Loopy representation of tensor and linear algebra operations
This is in response to our call last week (with @dham, @wence-, and myself). So the conclusion we came to before the meeting ended was that, in order to fully transition Firedrake's code-generation layout into loopy, we need to have loopy call foreign functions in some linear algebra backend (Eigen for example).
Since the call ended, we continued to discuss this further and we have arrived at another potential solution. Loopy already can sufficiently express most of the linear algebra operations we require: addition, multiplication (both matrix/vector and matrix/matrix can be expressed as sum(i, a[i, j]*c[j ...] ...)
, and transposes are straightforward (a[i, j] => a[j, i]
). Even tensor operations like outer/inner/dot, cross (a bit ugly) , trace/diag, we think, can all be represented in loopy.

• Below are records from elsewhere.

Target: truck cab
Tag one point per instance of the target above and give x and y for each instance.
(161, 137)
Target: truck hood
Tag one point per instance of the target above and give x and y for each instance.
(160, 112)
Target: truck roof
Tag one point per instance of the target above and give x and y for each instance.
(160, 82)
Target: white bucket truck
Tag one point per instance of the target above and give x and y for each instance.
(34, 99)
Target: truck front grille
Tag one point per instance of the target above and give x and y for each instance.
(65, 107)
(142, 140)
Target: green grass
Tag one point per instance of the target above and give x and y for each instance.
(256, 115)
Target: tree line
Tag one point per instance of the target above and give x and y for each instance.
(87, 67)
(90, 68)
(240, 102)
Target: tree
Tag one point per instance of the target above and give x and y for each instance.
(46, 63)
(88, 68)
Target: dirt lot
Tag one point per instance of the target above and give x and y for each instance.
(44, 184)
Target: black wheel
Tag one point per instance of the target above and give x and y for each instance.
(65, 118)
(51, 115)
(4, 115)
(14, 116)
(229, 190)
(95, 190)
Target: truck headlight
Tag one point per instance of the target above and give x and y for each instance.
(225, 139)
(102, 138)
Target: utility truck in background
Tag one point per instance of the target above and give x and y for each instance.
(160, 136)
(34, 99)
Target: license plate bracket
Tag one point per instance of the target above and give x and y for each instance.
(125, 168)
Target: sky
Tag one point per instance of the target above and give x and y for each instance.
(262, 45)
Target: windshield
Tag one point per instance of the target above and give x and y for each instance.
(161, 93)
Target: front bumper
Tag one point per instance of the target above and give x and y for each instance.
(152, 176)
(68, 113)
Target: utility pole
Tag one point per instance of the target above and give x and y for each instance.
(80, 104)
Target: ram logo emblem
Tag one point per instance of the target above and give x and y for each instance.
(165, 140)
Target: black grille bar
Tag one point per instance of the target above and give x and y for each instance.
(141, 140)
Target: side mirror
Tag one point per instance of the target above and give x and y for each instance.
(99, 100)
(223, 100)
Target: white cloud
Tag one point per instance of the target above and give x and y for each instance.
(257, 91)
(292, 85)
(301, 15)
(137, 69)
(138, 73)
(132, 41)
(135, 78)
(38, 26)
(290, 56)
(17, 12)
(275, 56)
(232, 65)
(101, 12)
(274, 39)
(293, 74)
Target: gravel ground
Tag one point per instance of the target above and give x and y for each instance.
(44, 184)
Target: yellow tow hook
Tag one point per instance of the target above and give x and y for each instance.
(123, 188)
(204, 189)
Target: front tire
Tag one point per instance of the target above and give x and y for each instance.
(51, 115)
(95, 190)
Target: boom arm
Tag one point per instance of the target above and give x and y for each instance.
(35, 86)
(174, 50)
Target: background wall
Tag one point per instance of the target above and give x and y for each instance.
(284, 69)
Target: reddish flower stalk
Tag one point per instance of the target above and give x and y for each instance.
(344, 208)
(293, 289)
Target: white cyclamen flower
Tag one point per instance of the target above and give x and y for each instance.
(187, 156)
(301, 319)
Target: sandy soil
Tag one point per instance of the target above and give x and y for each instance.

The point is that most of the algebra we do on arrays/finite element tensors in Firedrake can be represented in loopy with the exception of two operations:
- inverse
- determinant
These are array operations which return arrays, but require some form of linear algebra backend to evaluate as loopy is designed to only perform scalar operations. And so we're proposing rather than introducing a big general backend system for all linear algebra operations, we just let loopy introduce a linear algebra backend for inverses/determinants when prompted. So expressions like: x = A.inv * b
may be turned into: (after setting {[i, n, j] : 0<=i<nrow and 0<=k<ncol and 0<=j<=...}
)
out[j] = sum(k, AINV[i, k] * b[k]))
with
AINV = inv(i, j, A[i, j])
getting turned into something which generates code for evaluating this using a specified library. inv
here is something that acts as an 'escape hatch' for foreign function calls relating to matrix inversion. There is still is a question about what is the best way to do this and how loopy should be "translated" to specific libraries. This is just a quick sketch of the talk. Is this at all reasonable/within scope? I am still review the loopy documentation to make sure I'm getting things right. I'll update this as we progress on this topic. One thing I am concerned about is if this sort of "reinvents" what is already widely available in existing linear algebra packages. I'm definitely open to considering other options, this is just something we discussed last week.